These were among the findings of the Cyber Security: Underpinning the Digital Economy
report by Barclays and the Institute of Directors (IOD) which showed a “worrying gap” between awareness of the risks and preparedness among companies.
The report, which polled nearly 1,000 IOD members, found that only around 57% of business leaders have a formal strategy to protect themselves even though 91% say that cyber security is important.
The study also revealed that only 20% of British businesses hold cyber insurance and just 21% are considering cyber insurance within the next 12 months.
Of the companies that have been victims of cyber attacks, only 28% reported the incidents to the authorities even if 49% of attacks resulted in interruption of business operations and 11% caused financial losses.

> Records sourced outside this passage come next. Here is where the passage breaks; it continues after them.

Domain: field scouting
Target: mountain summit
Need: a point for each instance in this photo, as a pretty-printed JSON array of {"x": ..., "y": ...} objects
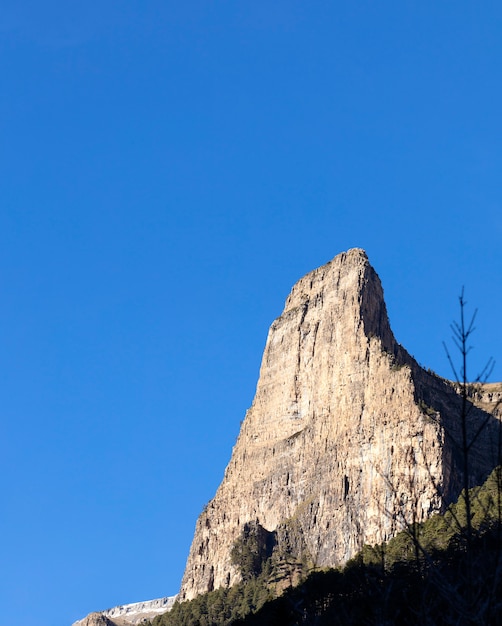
[{"x": 347, "y": 438}]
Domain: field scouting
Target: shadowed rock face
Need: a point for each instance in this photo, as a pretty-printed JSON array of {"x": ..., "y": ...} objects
[{"x": 347, "y": 436}]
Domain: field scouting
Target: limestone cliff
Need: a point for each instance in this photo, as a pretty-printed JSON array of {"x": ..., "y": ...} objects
[{"x": 347, "y": 437}]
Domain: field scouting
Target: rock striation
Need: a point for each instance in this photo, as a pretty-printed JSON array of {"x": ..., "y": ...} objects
[
  {"x": 347, "y": 438},
  {"x": 129, "y": 614}
]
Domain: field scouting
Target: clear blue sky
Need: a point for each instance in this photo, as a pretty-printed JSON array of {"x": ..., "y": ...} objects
[{"x": 168, "y": 171}]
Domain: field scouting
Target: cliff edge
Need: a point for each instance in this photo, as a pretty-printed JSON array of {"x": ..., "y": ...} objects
[{"x": 347, "y": 438}]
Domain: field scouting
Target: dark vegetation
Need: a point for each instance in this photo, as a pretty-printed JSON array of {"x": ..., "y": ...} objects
[
  {"x": 446, "y": 570},
  {"x": 383, "y": 584}
]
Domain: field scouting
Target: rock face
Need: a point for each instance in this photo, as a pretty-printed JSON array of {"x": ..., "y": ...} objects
[
  {"x": 128, "y": 614},
  {"x": 347, "y": 437}
]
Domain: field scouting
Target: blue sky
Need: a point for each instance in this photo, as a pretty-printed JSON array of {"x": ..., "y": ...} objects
[{"x": 168, "y": 171}]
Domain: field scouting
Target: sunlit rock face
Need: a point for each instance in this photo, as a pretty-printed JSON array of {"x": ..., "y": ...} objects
[{"x": 347, "y": 437}]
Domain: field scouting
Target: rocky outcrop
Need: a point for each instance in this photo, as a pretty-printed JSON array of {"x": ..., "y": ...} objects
[
  {"x": 347, "y": 438},
  {"x": 128, "y": 614}
]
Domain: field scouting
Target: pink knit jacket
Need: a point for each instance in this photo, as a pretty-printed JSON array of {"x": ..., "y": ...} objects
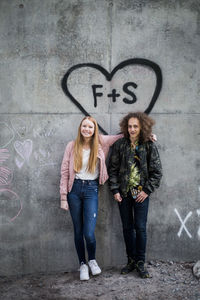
[{"x": 67, "y": 167}]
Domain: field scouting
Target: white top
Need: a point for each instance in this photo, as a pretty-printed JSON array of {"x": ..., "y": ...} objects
[{"x": 83, "y": 173}]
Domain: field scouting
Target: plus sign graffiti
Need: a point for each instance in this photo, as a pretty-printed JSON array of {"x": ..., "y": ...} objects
[{"x": 120, "y": 90}]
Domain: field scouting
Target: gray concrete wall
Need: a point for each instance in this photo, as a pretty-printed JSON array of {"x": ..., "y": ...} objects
[{"x": 39, "y": 42}]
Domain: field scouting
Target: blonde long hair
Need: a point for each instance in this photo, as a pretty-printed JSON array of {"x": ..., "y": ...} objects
[{"x": 94, "y": 145}]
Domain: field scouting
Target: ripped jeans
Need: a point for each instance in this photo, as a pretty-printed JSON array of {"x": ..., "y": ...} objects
[{"x": 83, "y": 206}]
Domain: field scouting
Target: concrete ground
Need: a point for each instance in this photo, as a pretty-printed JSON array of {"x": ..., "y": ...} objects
[{"x": 169, "y": 280}]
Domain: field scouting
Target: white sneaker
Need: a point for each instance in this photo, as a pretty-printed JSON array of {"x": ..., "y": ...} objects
[
  {"x": 94, "y": 267},
  {"x": 84, "y": 272}
]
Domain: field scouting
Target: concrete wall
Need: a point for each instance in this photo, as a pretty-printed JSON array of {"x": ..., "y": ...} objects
[{"x": 39, "y": 42}]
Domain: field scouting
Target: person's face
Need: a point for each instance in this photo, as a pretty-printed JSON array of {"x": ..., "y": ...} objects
[
  {"x": 87, "y": 128},
  {"x": 134, "y": 128}
]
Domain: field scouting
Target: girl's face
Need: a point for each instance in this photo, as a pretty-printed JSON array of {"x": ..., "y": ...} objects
[
  {"x": 87, "y": 128},
  {"x": 134, "y": 128}
]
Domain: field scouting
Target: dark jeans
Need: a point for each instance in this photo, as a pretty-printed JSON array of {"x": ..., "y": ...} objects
[
  {"x": 83, "y": 205},
  {"x": 134, "y": 227}
]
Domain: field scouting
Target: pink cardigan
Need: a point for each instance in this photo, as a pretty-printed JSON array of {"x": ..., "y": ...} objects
[{"x": 67, "y": 167}]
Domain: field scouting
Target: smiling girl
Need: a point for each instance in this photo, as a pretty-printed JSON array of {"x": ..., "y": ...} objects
[{"x": 83, "y": 169}]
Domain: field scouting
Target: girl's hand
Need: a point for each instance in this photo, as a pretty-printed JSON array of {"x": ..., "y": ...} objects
[
  {"x": 141, "y": 197},
  {"x": 118, "y": 197},
  {"x": 64, "y": 205},
  {"x": 153, "y": 137}
]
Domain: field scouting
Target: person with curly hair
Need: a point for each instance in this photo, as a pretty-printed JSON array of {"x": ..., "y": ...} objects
[{"x": 134, "y": 172}]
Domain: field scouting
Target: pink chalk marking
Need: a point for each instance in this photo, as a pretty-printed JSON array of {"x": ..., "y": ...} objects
[
  {"x": 4, "y": 155},
  {"x": 16, "y": 198},
  {"x": 6, "y": 176}
]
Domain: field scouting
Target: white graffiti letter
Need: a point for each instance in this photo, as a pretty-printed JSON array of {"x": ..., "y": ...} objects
[{"x": 183, "y": 223}]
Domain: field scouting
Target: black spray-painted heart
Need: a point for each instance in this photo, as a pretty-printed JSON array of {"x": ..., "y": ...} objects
[{"x": 134, "y": 61}]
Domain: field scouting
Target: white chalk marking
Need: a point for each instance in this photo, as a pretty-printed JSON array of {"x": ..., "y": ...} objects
[{"x": 183, "y": 223}]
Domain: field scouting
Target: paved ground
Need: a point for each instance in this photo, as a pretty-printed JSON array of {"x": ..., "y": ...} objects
[{"x": 169, "y": 281}]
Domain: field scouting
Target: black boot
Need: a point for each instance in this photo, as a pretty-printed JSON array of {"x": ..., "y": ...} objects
[
  {"x": 129, "y": 267},
  {"x": 140, "y": 267}
]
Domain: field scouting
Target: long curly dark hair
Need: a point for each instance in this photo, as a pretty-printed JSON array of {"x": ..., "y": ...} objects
[{"x": 146, "y": 124}]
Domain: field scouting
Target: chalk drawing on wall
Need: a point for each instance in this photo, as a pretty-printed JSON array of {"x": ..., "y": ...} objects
[
  {"x": 183, "y": 223},
  {"x": 6, "y": 176},
  {"x": 6, "y": 135},
  {"x": 43, "y": 133},
  {"x": 20, "y": 126},
  {"x": 11, "y": 206},
  {"x": 4, "y": 155},
  {"x": 108, "y": 76},
  {"x": 24, "y": 150}
]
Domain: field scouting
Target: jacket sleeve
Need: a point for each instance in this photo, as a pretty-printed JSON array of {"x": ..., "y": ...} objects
[
  {"x": 154, "y": 169},
  {"x": 65, "y": 171},
  {"x": 113, "y": 169}
]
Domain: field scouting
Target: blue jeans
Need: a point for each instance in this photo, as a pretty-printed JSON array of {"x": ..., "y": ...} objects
[
  {"x": 83, "y": 205},
  {"x": 134, "y": 227}
]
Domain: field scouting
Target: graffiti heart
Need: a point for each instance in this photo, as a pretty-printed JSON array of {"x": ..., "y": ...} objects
[
  {"x": 128, "y": 87},
  {"x": 24, "y": 150}
]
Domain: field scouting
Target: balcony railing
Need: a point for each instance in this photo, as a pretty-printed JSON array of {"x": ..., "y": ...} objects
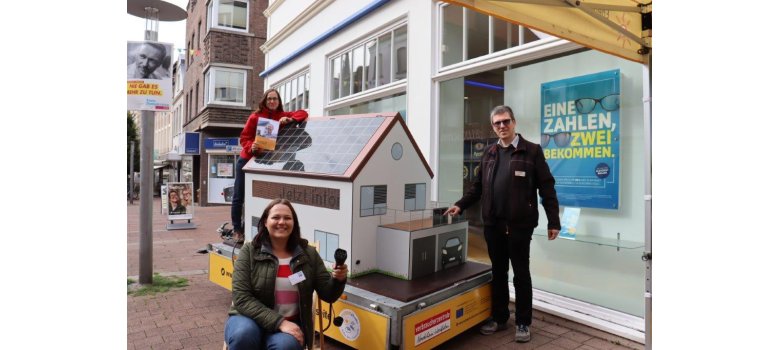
[{"x": 413, "y": 220}]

“No shop-owner would think twice about phoning the police if they were broken into, yet for some reason, businesses don’t seem to think a cyber breach warrants the same response,” said Richard Benham, a cyber security management professor who authored the report.
The study also lamented that government efforts to tackle cybercrime seem to be failing to get through to businesses since 32% of IOD members were still unaware of Action Fraud Aware, the UK’s national reporting centre for fraud and internet crime.
Benham said the report proves that companies need to get real about cybercrime and its financial and reputational consequences.
“Our report shows that cyber must stop being treated as the domain of the IT department and should be a boardroom priority. Businesses need to develop a cyber security policy, educate their staff, review supplier contracts and think about cyber insurance.”
Businesses see cyber security as important but majority do not take it seriously enough, with most companies lacking cyber insurance and only under a third of attacks being reported.